Sur le Marathon de Valence, il a réalisé un chrono impressionnant : 2h26’56’’. Il explose ainsi le record de France des M55 de plus de 10 minutes et réussit le troisième chrono de tous les temps sur la distance dans sa catégorie. « Sans les rafales de vent violent je me serais rapproché davantage du record du monde de la catégorie », confie Mohammed. En octobre dernier, il avait battu le record mondial de la catégorie M55 sur les 20 km de Paris, bouclés en 1h06’12’’. 

Donner le meilleur de soi-même, en toutes circonstances, c’est le mantra de ce régisseur pour les concerts de musique classique. Son talent fait le reste. Lui dit ne rien avoir de plus que les autres. Il s’entraîne juste beaucoup. Environ 170 km par semaine, en optant souvent pour des séances bi-quotidiennes. 

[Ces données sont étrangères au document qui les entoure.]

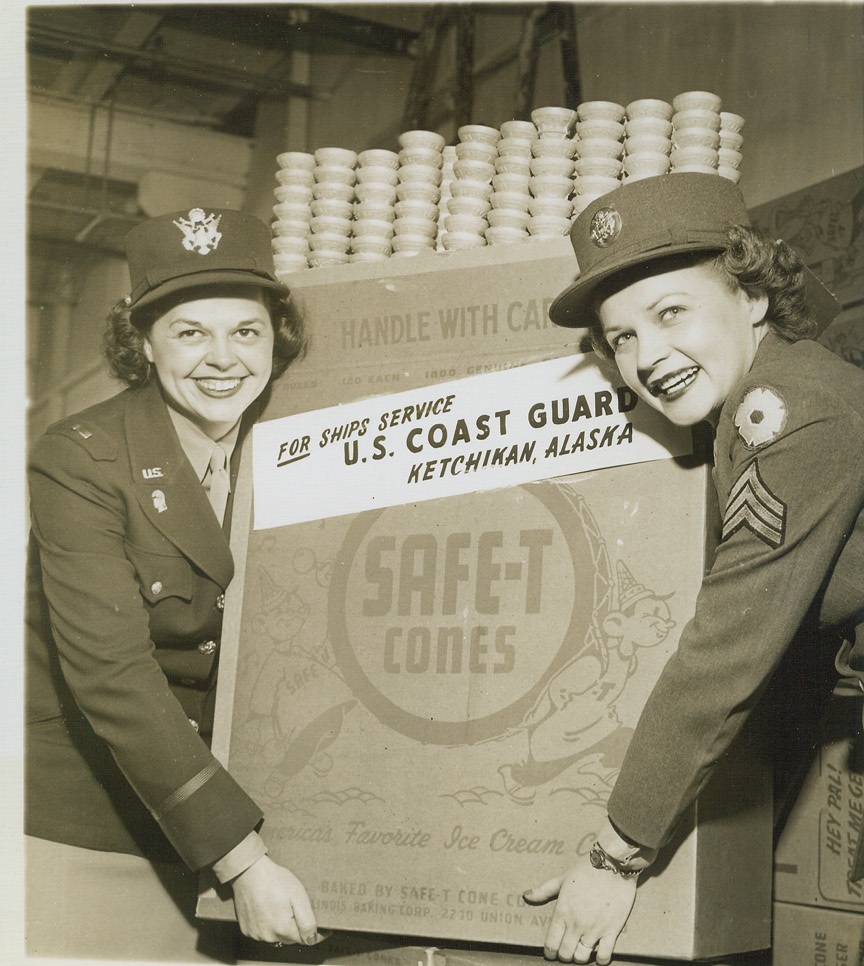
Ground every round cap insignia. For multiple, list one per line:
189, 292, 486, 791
591, 208, 622, 248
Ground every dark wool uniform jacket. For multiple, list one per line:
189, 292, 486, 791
25, 383, 261, 869
608, 333, 864, 848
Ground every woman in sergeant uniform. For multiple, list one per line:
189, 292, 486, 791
525, 172, 864, 964
25, 209, 320, 961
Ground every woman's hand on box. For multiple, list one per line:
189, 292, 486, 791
523, 856, 636, 966
231, 855, 326, 946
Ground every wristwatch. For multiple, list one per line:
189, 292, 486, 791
588, 842, 642, 879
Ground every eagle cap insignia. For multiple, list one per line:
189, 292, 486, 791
591, 208, 623, 248
735, 386, 788, 449
174, 208, 222, 255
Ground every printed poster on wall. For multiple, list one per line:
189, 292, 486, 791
253, 354, 692, 530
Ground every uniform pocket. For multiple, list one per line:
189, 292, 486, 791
125, 540, 194, 604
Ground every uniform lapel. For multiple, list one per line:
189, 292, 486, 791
125, 380, 234, 588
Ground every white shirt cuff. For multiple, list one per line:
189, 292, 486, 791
213, 832, 267, 882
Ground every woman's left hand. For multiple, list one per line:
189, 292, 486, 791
523, 856, 636, 966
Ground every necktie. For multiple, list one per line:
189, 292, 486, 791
207, 443, 231, 523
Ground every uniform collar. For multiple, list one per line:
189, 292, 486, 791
167, 406, 240, 480
124, 380, 234, 589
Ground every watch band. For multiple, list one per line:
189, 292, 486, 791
588, 842, 642, 879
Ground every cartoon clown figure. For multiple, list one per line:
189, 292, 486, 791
499, 561, 675, 802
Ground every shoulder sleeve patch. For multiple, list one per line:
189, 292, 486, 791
723, 460, 786, 550
735, 386, 788, 449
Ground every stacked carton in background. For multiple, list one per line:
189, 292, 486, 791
773, 692, 864, 966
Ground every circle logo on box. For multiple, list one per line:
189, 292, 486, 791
329, 483, 606, 745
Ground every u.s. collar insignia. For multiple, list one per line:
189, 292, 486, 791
735, 386, 787, 449
591, 208, 622, 248
174, 208, 222, 255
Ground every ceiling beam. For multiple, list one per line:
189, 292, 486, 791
27, 25, 322, 100
163, 4, 418, 57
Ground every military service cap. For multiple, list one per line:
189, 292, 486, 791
549, 172, 840, 332
126, 208, 288, 309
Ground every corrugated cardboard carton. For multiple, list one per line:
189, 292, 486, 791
774, 696, 864, 915
773, 902, 864, 966
199, 238, 771, 959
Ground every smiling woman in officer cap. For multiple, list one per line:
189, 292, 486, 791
525, 172, 864, 964
25, 208, 330, 961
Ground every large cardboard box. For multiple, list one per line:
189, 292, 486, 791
199, 238, 771, 959
774, 694, 864, 915
773, 902, 864, 966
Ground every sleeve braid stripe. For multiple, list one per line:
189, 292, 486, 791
151, 758, 222, 822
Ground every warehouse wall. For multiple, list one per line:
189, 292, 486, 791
29, 2, 864, 432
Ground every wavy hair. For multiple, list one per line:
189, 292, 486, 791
589, 225, 816, 359
102, 289, 307, 386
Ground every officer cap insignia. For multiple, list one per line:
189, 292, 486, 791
735, 386, 787, 449
591, 208, 623, 248
174, 208, 222, 255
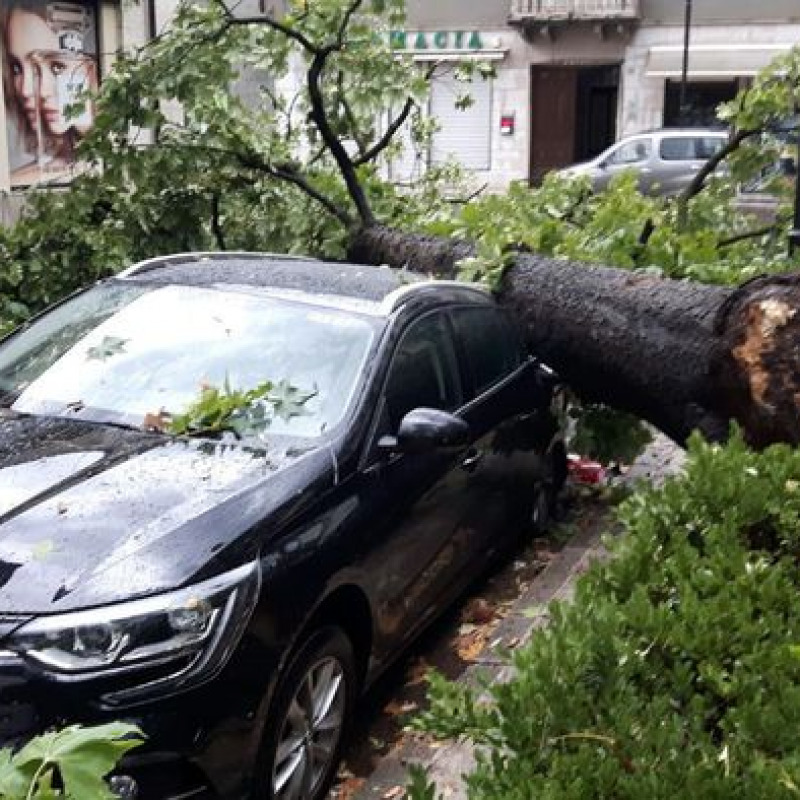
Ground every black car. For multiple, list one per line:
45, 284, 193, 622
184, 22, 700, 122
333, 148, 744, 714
0, 253, 566, 800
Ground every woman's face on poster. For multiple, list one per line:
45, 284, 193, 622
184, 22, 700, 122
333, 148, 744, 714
6, 9, 90, 135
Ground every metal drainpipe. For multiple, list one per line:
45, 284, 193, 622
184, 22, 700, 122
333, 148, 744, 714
146, 0, 158, 40
678, 0, 692, 125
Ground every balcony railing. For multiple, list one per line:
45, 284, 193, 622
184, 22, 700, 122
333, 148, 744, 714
511, 0, 639, 22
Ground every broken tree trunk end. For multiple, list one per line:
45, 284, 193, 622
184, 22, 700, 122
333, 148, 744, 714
350, 227, 800, 447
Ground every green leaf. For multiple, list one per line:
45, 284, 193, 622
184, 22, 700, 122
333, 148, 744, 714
11, 722, 143, 800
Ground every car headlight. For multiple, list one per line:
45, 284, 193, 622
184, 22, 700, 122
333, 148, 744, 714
6, 562, 260, 701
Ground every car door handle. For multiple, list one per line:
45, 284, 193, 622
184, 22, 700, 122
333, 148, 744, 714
461, 448, 483, 472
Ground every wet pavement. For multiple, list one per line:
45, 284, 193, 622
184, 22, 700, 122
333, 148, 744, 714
331, 436, 685, 800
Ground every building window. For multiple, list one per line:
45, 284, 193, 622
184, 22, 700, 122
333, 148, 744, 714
664, 79, 739, 128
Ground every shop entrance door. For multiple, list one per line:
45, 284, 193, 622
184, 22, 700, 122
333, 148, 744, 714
530, 64, 619, 184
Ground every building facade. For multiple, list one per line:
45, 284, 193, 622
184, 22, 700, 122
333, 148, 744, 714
404, 0, 800, 190
0, 0, 800, 223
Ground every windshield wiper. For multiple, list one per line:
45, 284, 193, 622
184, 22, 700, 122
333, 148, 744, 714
0, 389, 22, 408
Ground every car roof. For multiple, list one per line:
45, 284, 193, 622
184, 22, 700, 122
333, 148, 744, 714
619, 128, 729, 142
116, 252, 491, 316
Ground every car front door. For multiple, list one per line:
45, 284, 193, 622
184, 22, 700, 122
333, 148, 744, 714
360, 311, 482, 657
451, 306, 555, 557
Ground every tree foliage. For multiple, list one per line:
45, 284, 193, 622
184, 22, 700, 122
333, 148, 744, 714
411, 433, 800, 800
0, 722, 142, 800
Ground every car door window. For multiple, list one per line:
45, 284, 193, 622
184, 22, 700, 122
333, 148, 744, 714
694, 136, 725, 160
605, 139, 653, 167
452, 308, 525, 399
384, 312, 461, 433
659, 136, 703, 161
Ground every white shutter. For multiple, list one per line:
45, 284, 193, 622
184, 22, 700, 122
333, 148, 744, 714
387, 109, 427, 183
430, 75, 492, 170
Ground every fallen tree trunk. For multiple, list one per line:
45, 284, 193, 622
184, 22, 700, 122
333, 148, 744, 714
350, 227, 800, 447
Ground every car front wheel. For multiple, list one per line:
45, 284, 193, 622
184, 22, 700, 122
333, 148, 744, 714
256, 627, 357, 800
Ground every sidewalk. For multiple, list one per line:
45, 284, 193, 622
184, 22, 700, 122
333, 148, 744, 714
353, 436, 685, 800
354, 516, 608, 800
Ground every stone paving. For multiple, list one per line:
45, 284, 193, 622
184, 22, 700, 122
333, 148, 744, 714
354, 436, 685, 800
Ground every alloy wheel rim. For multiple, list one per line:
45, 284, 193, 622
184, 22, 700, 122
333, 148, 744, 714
272, 656, 346, 800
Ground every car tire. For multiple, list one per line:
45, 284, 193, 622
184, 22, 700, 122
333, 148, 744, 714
253, 626, 358, 800
525, 442, 567, 536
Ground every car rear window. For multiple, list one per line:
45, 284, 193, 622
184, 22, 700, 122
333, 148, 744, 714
659, 136, 725, 161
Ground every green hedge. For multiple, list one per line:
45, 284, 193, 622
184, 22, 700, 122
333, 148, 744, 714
412, 432, 800, 800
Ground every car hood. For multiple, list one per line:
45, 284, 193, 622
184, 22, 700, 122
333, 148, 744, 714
0, 412, 331, 614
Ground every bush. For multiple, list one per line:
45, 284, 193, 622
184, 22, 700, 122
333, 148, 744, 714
411, 432, 800, 800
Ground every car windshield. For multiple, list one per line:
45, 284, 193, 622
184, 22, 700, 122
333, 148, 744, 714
0, 283, 373, 437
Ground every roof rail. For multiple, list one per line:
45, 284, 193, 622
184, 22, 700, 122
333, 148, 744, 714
381, 279, 492, 314
116, 250, 317, 278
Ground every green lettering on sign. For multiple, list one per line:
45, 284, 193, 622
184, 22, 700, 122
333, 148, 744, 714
389, 31, 408, 50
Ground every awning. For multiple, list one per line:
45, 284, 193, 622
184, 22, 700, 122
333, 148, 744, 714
646, 43, 794, 78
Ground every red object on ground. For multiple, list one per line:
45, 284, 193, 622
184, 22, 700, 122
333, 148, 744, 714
567, 455, 606, 486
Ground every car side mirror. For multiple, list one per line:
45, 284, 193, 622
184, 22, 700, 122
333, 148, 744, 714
378, 408, 470, 453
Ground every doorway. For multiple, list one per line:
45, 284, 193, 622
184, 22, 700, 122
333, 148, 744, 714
530, 64, 620, 184
664, 80, 739, 128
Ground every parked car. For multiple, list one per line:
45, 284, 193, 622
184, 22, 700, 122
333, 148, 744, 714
0, 254, 566, 800
559, 128, 728, 195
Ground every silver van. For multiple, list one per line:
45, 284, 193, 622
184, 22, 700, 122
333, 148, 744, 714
559, 128, 728, 195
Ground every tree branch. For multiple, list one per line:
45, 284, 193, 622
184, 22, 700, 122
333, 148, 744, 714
336, 70, 367, 155
217, 0, 322, 55
307, 47, 375, 227
353, 62, 438, 167
140, 143, 354, 228
211, 192, 228, 250
717, 225, 780, 250
353, 97, 416, 167
336, 0, 363, 50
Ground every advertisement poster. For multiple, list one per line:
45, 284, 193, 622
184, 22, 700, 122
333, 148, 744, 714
0, 0, 98, 187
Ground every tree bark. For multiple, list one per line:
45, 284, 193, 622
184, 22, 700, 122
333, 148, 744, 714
350, 227, 800, 447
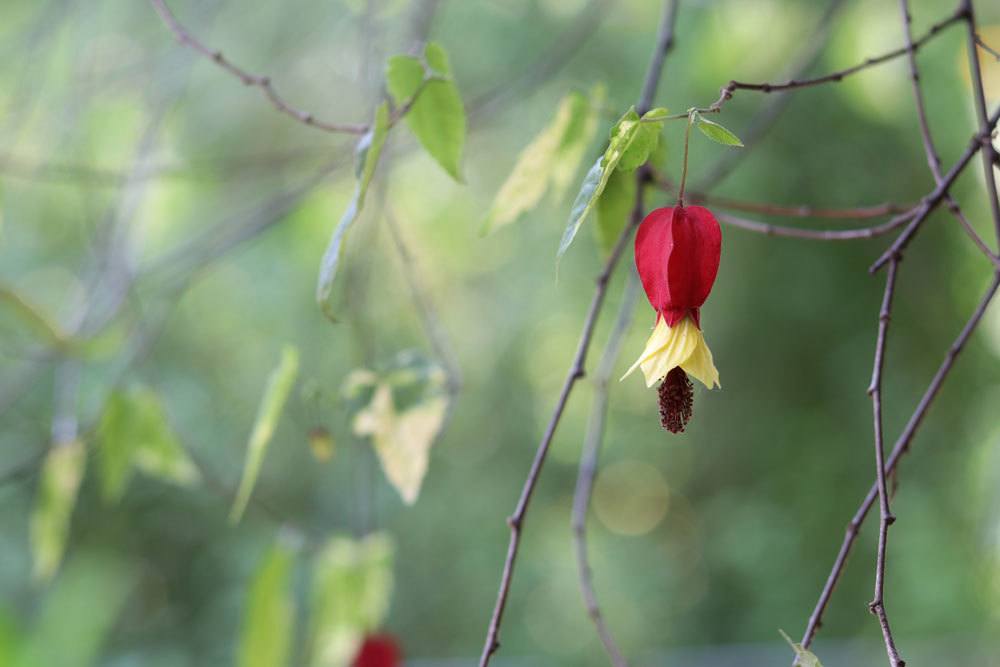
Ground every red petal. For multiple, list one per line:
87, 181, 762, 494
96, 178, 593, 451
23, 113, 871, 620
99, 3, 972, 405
635, 206, 722, 326
353, 635, 403, 667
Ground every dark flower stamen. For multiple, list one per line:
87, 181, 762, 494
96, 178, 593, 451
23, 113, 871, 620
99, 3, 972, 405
659, 366, 694, 433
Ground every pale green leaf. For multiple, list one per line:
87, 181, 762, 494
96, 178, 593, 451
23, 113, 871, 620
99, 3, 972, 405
551, 84, 605, 202
237, 539, 295, 667
316, 102, 389, 321
695, 114, 743, 148
618, 108, 667, 171
229, 345, 299, 523
97, 387, 200, 502
352, 351, 448, 505
386, 42, 466, 182
594, 171, 636, 255
309, 533, 393, 667
778, 630, 823, 667
556, 108, 662, 258
385, 56, 424, 106
15, 554, 136, 667
31, 440, 87, 581
482, 93, 596, 233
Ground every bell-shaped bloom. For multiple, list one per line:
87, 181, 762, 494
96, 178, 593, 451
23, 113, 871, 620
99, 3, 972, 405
352, 634, 403, 667
622, 206, 722, 389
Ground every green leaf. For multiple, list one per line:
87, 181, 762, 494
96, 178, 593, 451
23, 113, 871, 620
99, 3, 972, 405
237, 539, 295, 667
97, 387, 200, 502
386, 42, 465, 182
551, 84, 605, 202
778, 630, 823, 667
594, 171, 636, 256
482, 93, 596, 234
345, 352, 448, 505
694, 113, 743, 148
556, 107, 664, 258
316, 102, 389, 322
229, 345, 299, 523
15, 554, 136, 667
618, 108, 667, 171
31, 440, 87, 581
309, 533, 393, 667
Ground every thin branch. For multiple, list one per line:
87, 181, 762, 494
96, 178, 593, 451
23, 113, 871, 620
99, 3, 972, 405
899, 0, 1000, 266
571, 272, 639, 667
384, 205, 462, 399
868, 258, 906, 667
868, 108, 1000, 273
479, 0, 678, 667
975, 33, 1000, 62
701, 7, 965, 113
149, 0, 368, 134
802, 271, 1000, 648
697, 0, 844, 190
715, 211, 913, 241
961, 0, 1000, 243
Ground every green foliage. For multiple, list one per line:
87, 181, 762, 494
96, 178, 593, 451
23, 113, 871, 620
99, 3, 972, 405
229, 345, 299, 523
97, 387, 200, 502
14, 554, 135, 667
482, 92, 597, 233
386, 42, 466, 182
778, 630, 823, 667
556, 107, 667, 257
316, 103, 389, 321
594, 171, 636, 256
344, 353, 448, 505
237, 538, 295, 667
31, 440, 87, 580
694, 113, 743, 148
309, 533, 394, 667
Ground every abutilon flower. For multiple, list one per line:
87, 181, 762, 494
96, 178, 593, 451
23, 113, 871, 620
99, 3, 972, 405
352, 634, 403, 667
622, 206, 722, 433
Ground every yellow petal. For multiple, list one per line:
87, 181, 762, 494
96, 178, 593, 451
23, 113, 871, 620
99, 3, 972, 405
622, 317, 711, 387
680, 329, 722, 389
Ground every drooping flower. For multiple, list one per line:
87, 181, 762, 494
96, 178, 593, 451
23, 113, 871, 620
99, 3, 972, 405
352, 634, 403, 667
622, 206, 722, 433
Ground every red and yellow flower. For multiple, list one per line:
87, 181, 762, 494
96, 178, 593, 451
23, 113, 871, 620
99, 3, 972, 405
622, 206, 722, 433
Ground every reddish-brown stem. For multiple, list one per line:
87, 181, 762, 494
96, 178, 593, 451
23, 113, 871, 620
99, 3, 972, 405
479, 0, 677, 667
961, 0, 1000, 243
802, 271, 1000, 648
868, 257, 906, 667
149, 0, 376, 134
701, 7, 965, 112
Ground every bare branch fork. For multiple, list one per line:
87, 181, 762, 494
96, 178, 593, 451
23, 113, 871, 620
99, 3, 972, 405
149, 0, 372, 134
479, 0, 677, 667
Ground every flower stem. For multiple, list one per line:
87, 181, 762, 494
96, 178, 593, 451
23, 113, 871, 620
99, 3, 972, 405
677, 109, 698, 208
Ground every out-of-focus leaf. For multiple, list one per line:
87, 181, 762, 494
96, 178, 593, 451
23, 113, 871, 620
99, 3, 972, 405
556, 108, 666, 257
316, 102, 389, 321
778, 630, 823, 667
229, 345, 299, 523
15, 554, 135, 667
694, 113, 743, 148
594, 171, 636, 255
345, 352, 448, 505
309, 533, 393, 667
237, 539, 295, 667
97, 387, 200, 502
0, 609, 23, 665
309, 426, 334, 463
552, 84, 606, 202
386, 42, 465, 182
618, 107, 668, 171
482, 93, 597, 233
31, 440, 87, 581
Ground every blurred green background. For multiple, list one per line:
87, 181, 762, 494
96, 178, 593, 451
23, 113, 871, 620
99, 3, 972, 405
0, 0, 1000, 667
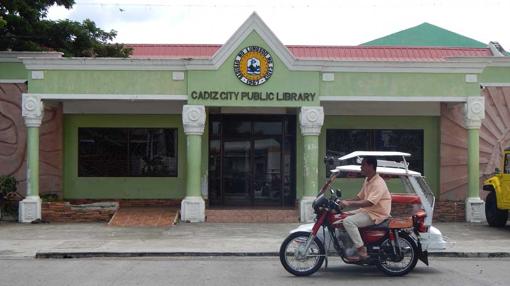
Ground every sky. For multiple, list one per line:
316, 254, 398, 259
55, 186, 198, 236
48, 0, 510, 50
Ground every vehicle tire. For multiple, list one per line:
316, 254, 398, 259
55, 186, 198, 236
376, 234, 418, 276
485, 192, 508, 227
280, 232, 326, 276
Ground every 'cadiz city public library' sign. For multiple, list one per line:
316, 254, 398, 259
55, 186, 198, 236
191, 90, 316, 102
190, 46, 318, 106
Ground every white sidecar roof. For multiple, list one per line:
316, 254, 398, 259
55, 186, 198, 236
331, 165, 421, 176
339, 151, 411, 161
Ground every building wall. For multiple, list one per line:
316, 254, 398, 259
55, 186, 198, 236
29, 68, 187, 95
439, 87, 510, 200
64, 114, 186, 199
0, 83, 62, 196
0, 62, 27, 80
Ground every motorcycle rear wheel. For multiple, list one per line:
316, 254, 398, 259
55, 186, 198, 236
376, 234, 418, 276
280, 232, 326, 276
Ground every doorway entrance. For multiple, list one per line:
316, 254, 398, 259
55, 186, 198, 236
209, 114, 296, 207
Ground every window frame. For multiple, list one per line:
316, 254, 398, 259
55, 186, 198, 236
76, 127, 179, 178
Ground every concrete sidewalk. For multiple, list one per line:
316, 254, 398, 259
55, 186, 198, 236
0, 223, 510, 258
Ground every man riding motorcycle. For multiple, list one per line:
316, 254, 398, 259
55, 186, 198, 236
338, 157, 391, 261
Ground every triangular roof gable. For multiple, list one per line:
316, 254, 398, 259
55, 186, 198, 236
361, 23, 487, 48
207, 12, 295, 69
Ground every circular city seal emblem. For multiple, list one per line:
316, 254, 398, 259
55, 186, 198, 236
234, 46, 273, 86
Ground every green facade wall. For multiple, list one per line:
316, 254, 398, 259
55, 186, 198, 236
28, 70, 187, 95
63, 115, 186, 199
320, 72, 480, 97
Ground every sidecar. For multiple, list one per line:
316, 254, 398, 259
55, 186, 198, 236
290, 151, 453, 254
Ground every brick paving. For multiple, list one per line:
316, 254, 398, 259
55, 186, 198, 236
108, 207, 179, 227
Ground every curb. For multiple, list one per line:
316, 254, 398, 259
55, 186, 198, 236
35, 252, 510, 259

EN BREF. 57 ans, habite Issy-les-Moulineaux, s’entraîne avec la Team Lenglen Running, père de 2 enfants, régisseur pour les concerts de musique classique 
Court depuis 1994, 32 marathons bouclés  Ses records : 2h22’24’’ sur marathon (Berlin, 2001), 1h08’ sur semi (2001), 31’17’’ sur 10 km. Ses 10 marathons les plus rapides : 2h22’24’’ (Berlin, 2001), 2h22’43’’ (Lyon, 2000), 2h23’06’’ (Sénart 2006), 2h24’43’’ (Chicago, 2012), 2h25’09’’ (Lyon, 1999), 2h25’32’’ (Milan, 2010), 2h25’40’’ (Rotterdam, 1999), 2h26’17’’ (Paris, 2007), 2h26’36’’ (Londres, 2017), 2h26’41’’ (Paris, 2009) 

« Moi aussi je dois être capable »

Et dire que son histoire tient du hasard. Non sportif jusqu’à ses 30 ans, il découvre la course en 1994, en lisant dans Libération, le portrait d’un coureur de 62 ans au lendemain des 20 km de Paris : « Je me suis dit, si ce monsieur peut courir 20 km à 62 ans, je dois bien en être capable aussi. Du coup, je me suis inscrit sur un coup de tête au semi de la Voie Royale de Saint-Denis qui avait lieu deux semaines plus tard. J’ai terminé en 1h19’. J’ai mis une semaine à m’en remettre, mais cela m’a ouvert l’appétit », raconte-t-il. Il se jauge ensuite sur 10 km, terminant son premier en 33’32’’. Potentiel confirmé.

Puis il bascule sur marathon, suite à un défi. « Des amis m’ont inscrit à Berlin. Je n’y connaissais rien en préparation marathon. Pour moi, courir, c’était juste se donner à bloc, jusqu’à épuisement. Je n’avais pas idée du temps que j’allais mettre ». 2h34’23’’ pour ce premier 42 km en 1996. Le plus impressionnant, c’est qu’en deux décennies, il n’a pas faibli. Dernier en date, Boston en avril 2019, bouclé en 2h32’11’’. Entre les deux, un record en 2h22’24’(2001).  

Des années qui ne comptent pas

Presque trente ans de passion. Les années s’égrènent sans compter, sans coûter. Temps suspendu. Même chrono, même foulée puissante, même niaque qu’au premier jour. Sa constance chronométrique inédite lui a valu un paquet de trophées dont deux titres nationaux en vétéran 2, à Metz (2014) en 2h29’ (2014) et à Rennes (2015) en 2h28’. En tout, 30 marathons terminés.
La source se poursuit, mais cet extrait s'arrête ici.